Teenager Cara Marshall is the reluctant hero of Seabird. Plucked from a predictable life of summer vacation at the local beach, younger sibling to baby-sit and game arcade dates with her boyfriend, Cara is suddenly and inexplicably transported to the distant and less technologically sophisticated world of Narenta. And from the moment she arrives nothing is predictable. Cara finds herself alone in a weird and wonderful landscape filled with strange, exotic creatures and a race of bird-like people that call themselves the Young Ones who believe that Cara, whom they call "the Outworlder," has been sent by their God, Alphesis, to deliver them from the evil of the Daetaga, a trio of ancient life-destroying sorcerers. When all her efforts and repeated pleas to be returned to her own world fail to convince the Young Ones that she is not the hero they think she is, Cara sets out on her own to find a way home.
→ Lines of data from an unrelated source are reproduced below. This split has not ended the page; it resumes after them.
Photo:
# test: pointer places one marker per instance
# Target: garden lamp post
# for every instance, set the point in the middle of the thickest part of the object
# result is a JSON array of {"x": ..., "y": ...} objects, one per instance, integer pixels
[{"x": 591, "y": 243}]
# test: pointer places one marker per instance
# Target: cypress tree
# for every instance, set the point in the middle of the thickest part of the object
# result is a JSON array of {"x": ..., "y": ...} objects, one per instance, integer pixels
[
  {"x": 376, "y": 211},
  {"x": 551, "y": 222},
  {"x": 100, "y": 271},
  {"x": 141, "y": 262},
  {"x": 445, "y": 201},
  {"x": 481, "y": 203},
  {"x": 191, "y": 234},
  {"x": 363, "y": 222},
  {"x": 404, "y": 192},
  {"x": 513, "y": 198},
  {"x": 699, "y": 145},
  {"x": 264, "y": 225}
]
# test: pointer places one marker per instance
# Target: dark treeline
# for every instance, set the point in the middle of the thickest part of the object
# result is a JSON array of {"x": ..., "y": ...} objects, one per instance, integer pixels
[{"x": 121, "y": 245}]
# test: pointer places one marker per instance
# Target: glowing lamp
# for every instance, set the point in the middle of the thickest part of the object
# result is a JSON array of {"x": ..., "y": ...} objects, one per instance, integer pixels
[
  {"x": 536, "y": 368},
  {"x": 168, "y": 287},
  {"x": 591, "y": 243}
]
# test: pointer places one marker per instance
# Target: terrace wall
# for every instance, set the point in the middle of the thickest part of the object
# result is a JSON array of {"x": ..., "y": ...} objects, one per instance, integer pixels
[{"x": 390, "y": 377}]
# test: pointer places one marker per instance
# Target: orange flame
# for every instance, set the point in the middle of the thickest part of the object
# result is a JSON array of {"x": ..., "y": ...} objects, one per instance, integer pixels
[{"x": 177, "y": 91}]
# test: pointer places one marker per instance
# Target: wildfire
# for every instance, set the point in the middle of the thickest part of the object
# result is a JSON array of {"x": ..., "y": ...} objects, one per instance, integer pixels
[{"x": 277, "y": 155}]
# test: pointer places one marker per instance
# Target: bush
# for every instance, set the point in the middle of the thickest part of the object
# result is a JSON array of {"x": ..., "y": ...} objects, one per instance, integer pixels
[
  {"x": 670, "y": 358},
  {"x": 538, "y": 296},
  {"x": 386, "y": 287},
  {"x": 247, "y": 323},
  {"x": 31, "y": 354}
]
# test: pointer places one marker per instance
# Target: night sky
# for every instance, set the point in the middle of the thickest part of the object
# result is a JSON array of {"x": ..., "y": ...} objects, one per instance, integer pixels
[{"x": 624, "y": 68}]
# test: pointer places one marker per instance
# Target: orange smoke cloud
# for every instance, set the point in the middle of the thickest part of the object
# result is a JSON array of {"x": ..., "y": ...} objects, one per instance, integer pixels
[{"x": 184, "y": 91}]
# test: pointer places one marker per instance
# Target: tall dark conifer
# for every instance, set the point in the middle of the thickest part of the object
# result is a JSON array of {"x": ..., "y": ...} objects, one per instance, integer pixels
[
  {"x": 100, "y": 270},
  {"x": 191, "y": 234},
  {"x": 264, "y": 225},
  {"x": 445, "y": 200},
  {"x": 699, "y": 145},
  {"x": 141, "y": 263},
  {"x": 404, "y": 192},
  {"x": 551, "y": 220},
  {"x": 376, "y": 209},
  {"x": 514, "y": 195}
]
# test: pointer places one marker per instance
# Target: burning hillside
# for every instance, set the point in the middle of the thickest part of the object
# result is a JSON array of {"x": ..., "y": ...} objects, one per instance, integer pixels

And so begins her great and arduous journey. On her trek across Narenta she soon discovers that not only does almost everyone she meets know more about who she is and why she is there than she does, but also that she is being pursued by forces whose only objective is to destroy her. Along the way Cara is both betrayed to her enemies, the Shadow, and aided by wise and noble enchanters and the courageous and spiritually evolved Seabirds, servants of the Light, who selflessly give themselves to her protection and guide her to an understanding of her destiny and of the mission only she can undertake and complete.
Cara learns, often as a result of great personal loss, what it means to give of oneself to serve a greater good - for almost without realizing it she comes to accept her strange destiny - and to seek victory over evil in the face of devastating odds, to face fear, death and the unknown with fortitude and courage born of faith, even though there is little hope of survival.
The first third of Seabird moves forward at a leisurely and exploratory pace, but action-loving readers shouldn't despair. As the plot begins to unfold the story picks up momentum and moves relentlessly forward with plenty of conflict. both physical and magical, as battles and inter-personal struggles are waged across Narenta until the story's powerful conclusion.
Seabird is a work of tremendous imagination and great devotion. With good humor and a light touch Ms. Thompson quietly asks the reader to consider what his/her own response might be if suddenly and irretrievably "put to the test." It is a book well worth your investment of reading time.